Un peu tard dans la saison, Jérôme Leroy

Ed. La Table Ronde, janvier 2016, 256 pages, 18 euros.

On liquide et on s'en va.


Sur fond de d'une société qui fout le camp, Jérôme Leroy raconte les derniers moments d'un homme qui a décidé de disparaître afin de construire autre chose, et qui, sans le savoir participe à un phénomène généralisé : l'Eclipse.

Guillaume Trimbert en a marre. Marre de cette société qui ne conçoit rien sans être connectée aux réseaux sociaux, marre de son statut d'écrivain confidentiel, marre de ses ex notamment la dernière en date, Mariama, dont la rupture avec elle reste pour lui une énigme.
Guillaume Trimbert, la cinquantaine, veut larguer les amarres, mais il repousse à chaque fois l'échéance. Il est prêt à sauter le pas, persuadé qu'il est de disparaître sans inquiéter personne. Il désire par dessus tout renouer avec une vie saine, sans connexion, loin des obligations mondaines et économiques. En plus, la France va mal, glisse de plus en plus vers l'autoritarisme pour contrer les révoltes sociales, et le déclin économique est une réalité palpable.
"Ne pas oublier de partir sans prévenir quand il faudra partir car il faudra bien partir un jour.Ne pas oublier, alors, d'être injoignable. Les livres devraient suffire. Les livres rencontrés au hasard des bouquinistes qui sont toujours, dans les petites villes, dans une rue oubliée".

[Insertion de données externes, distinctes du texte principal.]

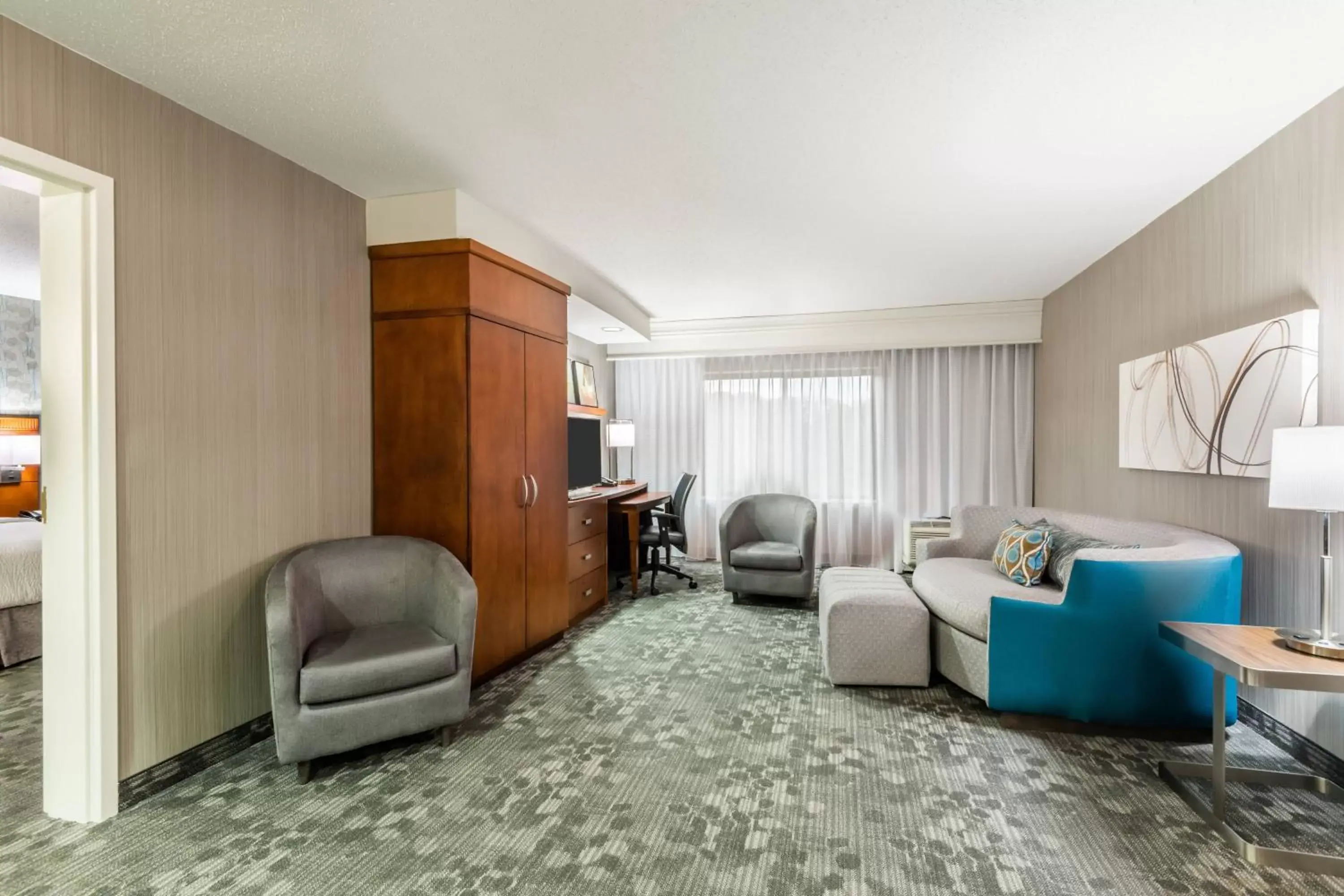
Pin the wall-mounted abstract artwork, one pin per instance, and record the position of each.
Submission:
(1213, 406)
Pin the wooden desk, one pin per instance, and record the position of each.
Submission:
(632, 508)
(25, 495)
(588, 569)
(1253, 656)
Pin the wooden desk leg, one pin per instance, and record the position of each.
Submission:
(632, 528)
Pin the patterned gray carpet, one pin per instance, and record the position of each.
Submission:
(672, 746)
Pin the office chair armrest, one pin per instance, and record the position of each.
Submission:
(666, 521)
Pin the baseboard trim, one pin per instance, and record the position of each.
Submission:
(143, 785)
(1318, 759)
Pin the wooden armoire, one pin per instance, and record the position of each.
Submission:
(470, 429)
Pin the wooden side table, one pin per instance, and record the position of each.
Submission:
(632, 508)
(1252, 656)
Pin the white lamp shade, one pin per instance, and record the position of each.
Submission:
(1307, 469)
(620, 435)
(21, 449)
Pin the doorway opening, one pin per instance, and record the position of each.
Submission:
(58, 560)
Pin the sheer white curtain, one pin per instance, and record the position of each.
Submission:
(871, 437)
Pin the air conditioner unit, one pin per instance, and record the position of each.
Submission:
(916, 532)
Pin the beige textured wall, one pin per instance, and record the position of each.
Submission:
(242, 381)
(1264, 238)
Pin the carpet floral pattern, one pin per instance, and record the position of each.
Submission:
(678, 745)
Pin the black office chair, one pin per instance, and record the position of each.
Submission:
(667, 532)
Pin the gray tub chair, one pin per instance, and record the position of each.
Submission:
(768, 546)
(370, 640)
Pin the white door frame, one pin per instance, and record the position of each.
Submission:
(80, 487)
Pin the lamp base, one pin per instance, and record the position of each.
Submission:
(1312, 642)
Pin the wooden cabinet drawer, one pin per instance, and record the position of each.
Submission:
(586, 520)
(588, 555)
(588, 593)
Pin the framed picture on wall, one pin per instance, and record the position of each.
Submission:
(585, 381)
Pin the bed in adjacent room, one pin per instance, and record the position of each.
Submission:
(21, 590)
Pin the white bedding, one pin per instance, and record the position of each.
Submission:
(21, 563)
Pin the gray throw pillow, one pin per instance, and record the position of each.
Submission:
(1065, 546)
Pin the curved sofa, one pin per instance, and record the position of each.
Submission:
(1090, 653)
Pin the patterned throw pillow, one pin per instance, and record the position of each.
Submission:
(1065, 546)
(1023, 552)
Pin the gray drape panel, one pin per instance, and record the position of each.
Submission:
(871, 437)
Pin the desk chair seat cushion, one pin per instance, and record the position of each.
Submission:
(767, 555)
(650, 535)
(374, 660)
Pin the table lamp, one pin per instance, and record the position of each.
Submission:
(1307, 473)
(621, 435)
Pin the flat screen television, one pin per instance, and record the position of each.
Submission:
(585, 452)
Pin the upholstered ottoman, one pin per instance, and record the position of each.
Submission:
(874, 629)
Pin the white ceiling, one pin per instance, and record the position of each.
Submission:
(754, 158)
(19, 267)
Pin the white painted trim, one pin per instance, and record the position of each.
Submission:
(80, 476)
(925, 327)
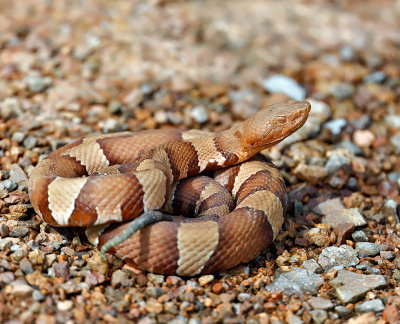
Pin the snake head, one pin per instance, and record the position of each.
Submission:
(273, 123)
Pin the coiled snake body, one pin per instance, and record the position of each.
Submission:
(132, 179)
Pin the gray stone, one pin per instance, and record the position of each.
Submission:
(35, 83)
(351, 215)
(30, 142)
(294, 319)
(114, 106)
(319, 315)
(18, 137)
(19, 231)
(351, 286)
(343, 311)
(342, 90)
(387, 255)
(25, 266)
(297, 281)
(367, 249)
(312, 265)
(376, 77)
(320, 109)
(335, 126)
(38, 296)
(359, 236)
(155, 291)
(334, 256)
(17, 174)
(362, 122)
(320, 303)
(199, 114)
(244, 102)
(393, 121)
(279, 83)
(9, 185)
(329, 206)
(119, 278)
(5, 243)
(18, 288)
(347, 53)
(337, 159)
(310, 129)
(350, 146)
(374, 305)
(7, 277)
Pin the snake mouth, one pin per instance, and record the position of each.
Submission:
(286, 120)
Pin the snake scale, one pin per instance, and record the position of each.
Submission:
(128, 188)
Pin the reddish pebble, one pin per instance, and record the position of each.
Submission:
(391, 314)
(217, 288)
(343, 232)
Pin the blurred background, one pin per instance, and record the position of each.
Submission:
(192, 63)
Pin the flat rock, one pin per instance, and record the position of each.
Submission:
(319, 315)
(279, 83)
(375, 305)
(351, 286)
(297, 281)
(329, 206)
(320, 303)
(359, 236)
(312, 265)
(352, 215)
(367, 249)
(334, 256)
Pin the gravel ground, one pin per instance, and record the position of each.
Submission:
(73, 68)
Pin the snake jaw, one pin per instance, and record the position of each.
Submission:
(273, 124)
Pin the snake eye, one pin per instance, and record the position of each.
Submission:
(282, 119)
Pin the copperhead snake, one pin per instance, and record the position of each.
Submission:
(127, 187)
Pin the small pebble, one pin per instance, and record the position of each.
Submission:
(282, 84)
(65, 305)
(199, 114)
(367, 249)
(359, 236)
(375, 305)
(335, 126)
(363, 138)
(204, 280)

Ce que Trimbert ne sait pas, c'est qu'il n'est pas le seul à vouloir tout plaquer. Il fait partie de ceux qu'on appelle les Eclipsés, des milliers de personnes, toutes catégories sociales confondues, qui disparaissent du jour au lendemain, ne laissant aucune nouvelle à leurs proches. Les services secrets appellent ce phénomène l'Eclipse et surveillent de près leurs adeptes.
"Tout, dans le pays et dans le monde, s'était mis à sérieusement dérailler, le dernier élément en date, et non des moindres, était l'identification de l'Eclipse, phénomène décelé et tenu tout aussi secret dans les pays industrialisés. Seul le nom du phénomène changeait mais le résultat était le même : les gens partaient, se retiraient du jeu, ou comme disaient les jeunes de ce temps-là, et l'expression n'aura été plus adéquate, lâchaient l'affaire".
Agnès Delvaux est un jeune capitaine de la sûreté dont la mission consiste à anticiper les futurs candidats au départ. A force de fouiller dans l'intimité de Trimbert, elle est persuadée (avant lui) qu'il sera bientôt un éclipsé. Pourtant, ce constat ne suffit pas. sa cible devient pour elle une obsession au point de franchir la ligne jaune des règles les plus élémentaires des services secrets. De fait, Guillaume et Agnès, sans se rencontrer, sans même se parler, vont devenir intimes, livrant par une narration à deux voix, leur propre regard sur la société en pleine déliquescence.

"Ce que je fuis, c'est moi dans cette vie-là. Je pars aussi sur un mystère".

Avec Un peu tard dans la saison, Jerôme Leroy continue son exploration de l'uchronie sociale à travers le prisme d'un couple improbable déjà exploité dans La minute prescrite pour l'assaut.
Les personnages sont en bout de course, à un tournant de leur vie, désireux de changer radicalement de mode d'existence, mais encore retenus par des réflexes sociétaux qui ne reposent désormais que sur du sable.
Or, une société ne s'effondre pas en cinq minutes. C'est pourquoi, l'auteur prend le temps dans sa narration, étoffant ainsi les personnalités de Guillaume Trimbert et Agnès Delvaux, et fait du contexte un facteur déterminant quant à la suite des événements. L'implicite règne ; on comprend en filigrane que rien ne va plus en France, mais peu d'explications tangibles sont dévoilées. Tout juste sait-on par la voix de Agnès qu'une nouvelle façon de vivre, une nouvelle civilisation même a éclos après tous les événements.
"Il faudra s'en aller sans le dire et loin. C'est-à dire tout près, au cœur du vieux pays, là où ce qui vient va mettre encore un peu de temps à venir".

Un peu tard dans la saison pointe du doigt les dysfonctionnements amoureux, sociaux et économiques qui, réunis, sont une véritable bombe à retardement. Il est possible de changer de vie radicalement, encore faut-il sauter le pas.
"Et j'ai soudain compris que l’invisibilité était un jeu d'enfant. Il suffit de choisir le moment et l'angle".